To address the first of these questions, I built and calibrated an integrated hydrology and water operations model to simulate the historical water system operations in the Stanislaus, Tuolumne, and Merced river basins in California's Central Valley. I then drove this model over the course of the century using simulations of climate change, population growth, land use change and water use efficiency to compare the effects on water demands and water supply reliability.
Model results indicate that in the rapidly urbanizing study area, with projected low-density growth displacing farmland, the impacts of population and urbanization on water demands are greater than that of climate change alone. The net effect throughout the study area is decreasing water demands, driven by removal of acreage from agricultural production. Although climate change considered alone results in decreasing water supply reliability, population growth and land use change mute the effect.
To address the second question with risk analysis, I developed a method for quantifying risk preferences of water managers, using the economic concepts of risk aversion (the desire to avoid and manage risks) and loss aversion (a tendency for people to strongly prefer avoiding losses to acquiring gains). I applied the method in interviews with managers responsible for water supply to irrigation districts in the study area. My interviews revealed high levels of both risk aversion and loss aversion when it comes to their duties in water provision for agricultural customers.
I then combined the risk preferences with output from the climate-driven hydrology modeling to estimate expected utility under climate change. Model results for water supply under climate change give lower expected utility for managers than when assuming historical conditions, indicating that impacts of climate change will be negative for the water sector in this region regardless of the degree of managers' risk aversion. However, the expected utility for decision makers is strongly influenced by their risk preferences, and these risk preferences are stronger determinants of results for expected utility than are climate conditions.
The results highlight the importance of considering land use as a driver of water system change, especially when invoking population growth as a driver of change. They also show the limitations of climate impacts assessments that do not incorporate other major stressors, complementing previous path-breaking global-scale efforts and highlighting the importance of place-specific, spatially explicit analyses.

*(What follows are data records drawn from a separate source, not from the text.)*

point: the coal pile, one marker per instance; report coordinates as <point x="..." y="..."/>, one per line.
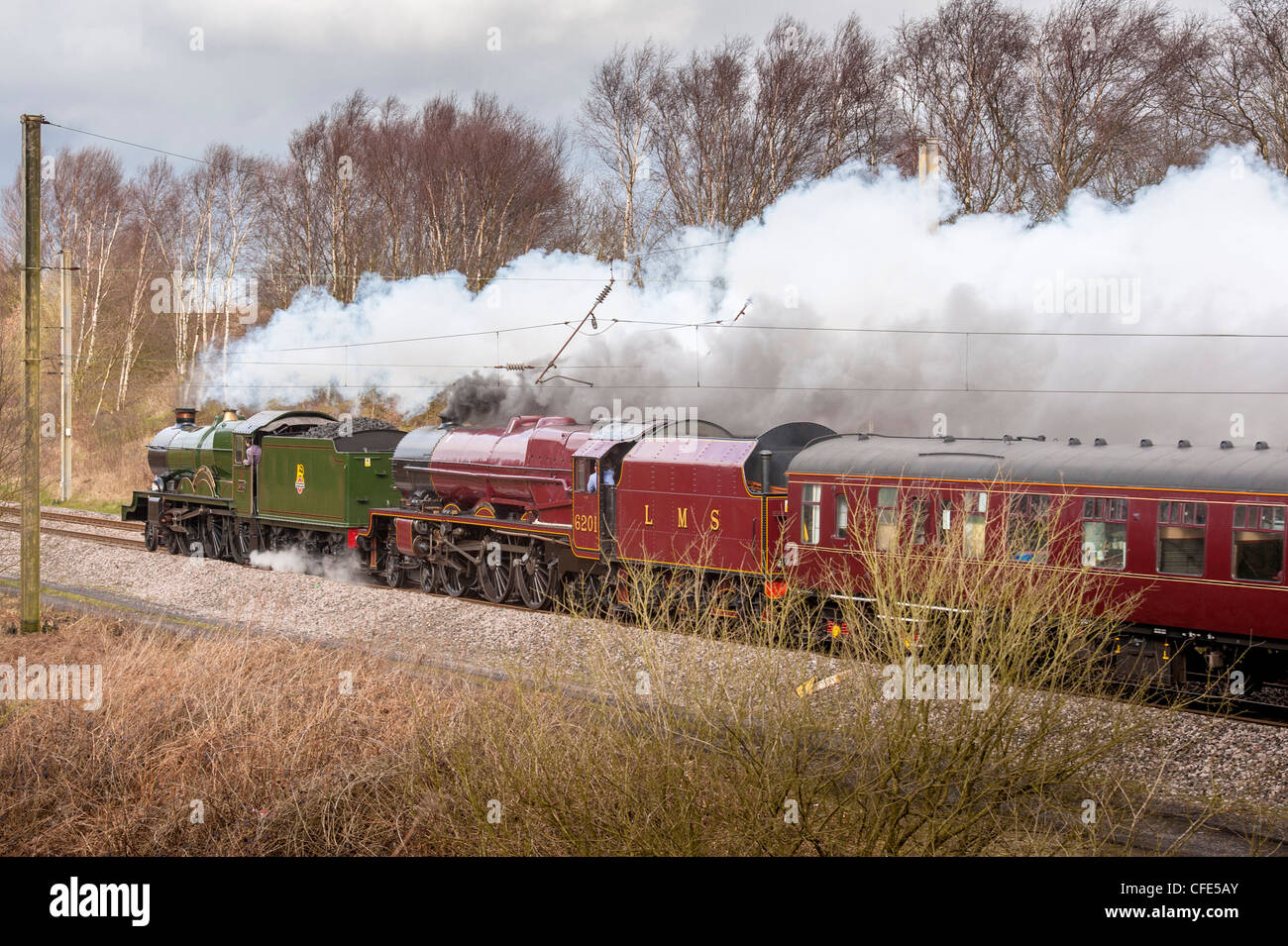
<point x="330" y="431"/>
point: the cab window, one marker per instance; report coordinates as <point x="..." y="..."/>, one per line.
<point x="810" y="512"/>
<point x="581" y="470"/>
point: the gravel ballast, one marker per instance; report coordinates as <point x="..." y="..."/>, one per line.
<point x="1201" y="756"/>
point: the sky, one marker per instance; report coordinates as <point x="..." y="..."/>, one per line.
<point x="133" y="69"/>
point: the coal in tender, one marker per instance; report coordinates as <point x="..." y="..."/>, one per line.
<point x="330" y="431"/>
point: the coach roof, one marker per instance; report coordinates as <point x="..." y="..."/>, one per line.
<point x="1209" y="469"/>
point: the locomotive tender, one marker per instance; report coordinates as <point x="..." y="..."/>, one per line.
<point x="546" y="504"/>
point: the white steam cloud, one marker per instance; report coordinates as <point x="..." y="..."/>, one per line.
<point x="996" y="326"/>
<point x="344" y="569"/>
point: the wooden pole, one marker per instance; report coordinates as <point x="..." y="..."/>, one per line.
<point x="30" y="542"/>
<point x="64" y="400"/>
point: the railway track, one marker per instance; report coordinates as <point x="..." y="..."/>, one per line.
<point x="1247" y="710"/>
<point x="11" y="512"/>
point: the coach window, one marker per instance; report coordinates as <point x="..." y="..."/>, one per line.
<point x="1028" y="528"/>
<point x="842" y="516"/>
<point x="888" y="516"/>
<point x="810" y="512"/>
<point x="1181" y="533"/>
<point x="1258" y="543"/>
<point x="974" y="520"/>
<point x="1104" y="533"/>
<point x="945" y="520"/>
<point x="919" y="514"/>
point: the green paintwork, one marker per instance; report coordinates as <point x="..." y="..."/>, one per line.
<point x="340" y="489"/>
<point x="211" y="447"/>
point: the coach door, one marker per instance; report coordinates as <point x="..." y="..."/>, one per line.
<point x="244" y="482"/>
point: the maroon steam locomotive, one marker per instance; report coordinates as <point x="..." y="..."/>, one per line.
<point x="1197" y="534"/>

The analysis reported in this dissertation supports the notion that managers' risk preferences may be underutilized in impacts assessment, and in particular that ignoring them may understate estimates of climate change impacts. If results using this and other methods on water managers stand to scrutiny and repeated application, and particularly if variants produce congruent results in other sectors of resource management, they may also indicate that loss aversion on the local scale could drive the use of risk analysis in global scale integrated assessment.